During the E3 2018 a few months back, Bethesda announced two big projects that will be released in the future, Starfield and The Elder Scrolls VI. No gameplay has been shown and it seems like it will be quite some time before we hear anything more about both titles. In a recent interview, Bethesda's Pete Hines not only confirmed that we won't see much of the two games for quite some time but also the reason behind the early announcement.
Speaking to Eurogamer, Hines stated that the usual time frame is not different from the past, but at the E3, they wanted to lay out a roadmap and showing that Bethesda hasn't abandoned single-player games in light of Fallout 76, which is very different from previous entries in the series.
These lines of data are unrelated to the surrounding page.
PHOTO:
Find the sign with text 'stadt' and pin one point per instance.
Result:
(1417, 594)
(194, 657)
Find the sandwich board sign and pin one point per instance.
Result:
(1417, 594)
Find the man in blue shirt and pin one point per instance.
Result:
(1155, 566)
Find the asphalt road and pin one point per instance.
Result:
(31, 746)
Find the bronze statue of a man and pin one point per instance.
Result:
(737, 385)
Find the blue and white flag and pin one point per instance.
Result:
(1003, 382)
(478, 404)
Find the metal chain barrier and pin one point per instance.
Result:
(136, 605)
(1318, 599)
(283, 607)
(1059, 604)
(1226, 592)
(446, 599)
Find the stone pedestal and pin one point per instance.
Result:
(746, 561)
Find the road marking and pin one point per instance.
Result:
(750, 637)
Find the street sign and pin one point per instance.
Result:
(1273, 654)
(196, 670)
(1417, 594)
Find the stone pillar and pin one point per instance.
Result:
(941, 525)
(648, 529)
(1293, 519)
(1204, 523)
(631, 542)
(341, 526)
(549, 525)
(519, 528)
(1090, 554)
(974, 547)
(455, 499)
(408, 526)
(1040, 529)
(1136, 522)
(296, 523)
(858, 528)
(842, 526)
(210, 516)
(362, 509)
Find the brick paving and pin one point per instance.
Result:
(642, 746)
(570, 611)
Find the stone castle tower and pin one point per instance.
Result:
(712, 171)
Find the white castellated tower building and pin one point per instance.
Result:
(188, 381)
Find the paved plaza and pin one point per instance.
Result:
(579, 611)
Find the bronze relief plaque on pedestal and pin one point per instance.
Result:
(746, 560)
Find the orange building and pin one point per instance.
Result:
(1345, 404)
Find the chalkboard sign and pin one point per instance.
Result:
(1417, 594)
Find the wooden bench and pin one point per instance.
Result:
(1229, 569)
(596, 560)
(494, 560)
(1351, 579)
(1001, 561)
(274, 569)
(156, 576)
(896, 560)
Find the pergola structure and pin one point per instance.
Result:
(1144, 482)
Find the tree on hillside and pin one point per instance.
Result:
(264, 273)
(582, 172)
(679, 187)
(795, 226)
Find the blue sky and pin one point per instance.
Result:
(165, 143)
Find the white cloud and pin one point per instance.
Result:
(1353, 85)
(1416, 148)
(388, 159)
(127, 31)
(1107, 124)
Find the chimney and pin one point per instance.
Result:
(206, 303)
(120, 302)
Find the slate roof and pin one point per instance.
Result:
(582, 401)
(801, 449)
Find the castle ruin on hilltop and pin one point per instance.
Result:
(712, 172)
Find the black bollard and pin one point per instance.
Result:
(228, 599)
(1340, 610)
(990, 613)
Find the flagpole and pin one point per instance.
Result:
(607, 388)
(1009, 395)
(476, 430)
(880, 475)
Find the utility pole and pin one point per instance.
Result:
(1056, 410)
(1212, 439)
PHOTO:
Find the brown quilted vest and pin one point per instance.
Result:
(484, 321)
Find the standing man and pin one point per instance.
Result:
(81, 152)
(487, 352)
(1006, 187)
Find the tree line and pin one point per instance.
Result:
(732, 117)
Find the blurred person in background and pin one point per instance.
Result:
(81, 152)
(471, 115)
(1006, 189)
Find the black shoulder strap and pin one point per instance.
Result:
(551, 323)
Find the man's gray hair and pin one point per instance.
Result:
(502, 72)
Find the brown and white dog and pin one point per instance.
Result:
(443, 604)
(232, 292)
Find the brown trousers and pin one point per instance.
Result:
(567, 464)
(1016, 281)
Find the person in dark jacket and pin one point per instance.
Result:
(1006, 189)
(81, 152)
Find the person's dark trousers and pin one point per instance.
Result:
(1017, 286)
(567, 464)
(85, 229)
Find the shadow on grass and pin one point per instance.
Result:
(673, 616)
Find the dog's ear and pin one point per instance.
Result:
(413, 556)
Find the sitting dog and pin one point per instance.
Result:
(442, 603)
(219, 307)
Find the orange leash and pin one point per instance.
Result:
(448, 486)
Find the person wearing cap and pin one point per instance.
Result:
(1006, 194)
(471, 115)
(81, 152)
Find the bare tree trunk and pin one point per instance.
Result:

Actually, I should not be quite so dismissive of the question, which is to say - the timeframe for Bethesda Game Studios titles has not changed at all. What changed was our desire to lay out a roadmap of those titles, not like, hey they're going to be putting out a game every nine months, no, it still takes them years in between projects, but because we were doing something so different on Fallout 76, taking that franchise in such a different direction, doing an online game that doesn't look like something you'd expect from BGS, we thought it was important to say: hey, new IP, single player, sci-fi thing coming, hey we are doing The Elder Scrolls VI after that. So that people didn't start spinning off on, like, that's the end of single player games from Bethesda Games Studios. Timeframe-wise, it would still be about as long as you'd expect when you look at Fallout 3 to Skyrim to Fallout 4 to Fallout 76. It's still going to be those periods of time, that hasn't changed. Or at least, I don't think it will change from that based on what I know.
Aside from commenting on The Elder Scrolls VI and Starfield, Pete Hines also commented on the next generation of consoles in the same interview, saying that streaming is going to be bigger and that new consoles should be all about cross-play and cross-progression.
I'm most heartened by Sony's news last week about crossplay, because it seems that they're going to open up and embrace not just crossplay, but crossplatform progression - those are two very different things. I don't just want to able to play against people on other platforms. I also want to be able to take my progress with me from device to device. What I've unlocked, what my character can do, I want to be able to go from platform to platform. And both of those things I think are equally important, and I very much am hopeful that with the next gen platforms, we'll see even more of that, in terms of treating our fanbase as a whole, as opposed to "here's the Xbox folks, here's the PS4 folks, here's the Switch folks and PC" - everybody segmented and walled off from each other. We can just say, "you're all playing Game X" and we can treat you all the same because your experiences are all the same, you're playing against each other.
As a game creator, you just want to make a game and have it work the same everywhere, as opposed to these guys have these rules about how friends lists works, or whatever, while over here it's completely different. So the more that we get to this [principle] that it's just a game on whatever platform, we're not siloing people, I think will be positive. So that, games as a service, and like you guys, I'm interested to see where they go with the hardware choices, the technologies and giving our devs more tools and horsepower to work with.
The Elder Scrolls VI is in development for yet to be confirmed platforms. Considering it will be a while before we see more of the game, it's likely it will release on next-generation consoles.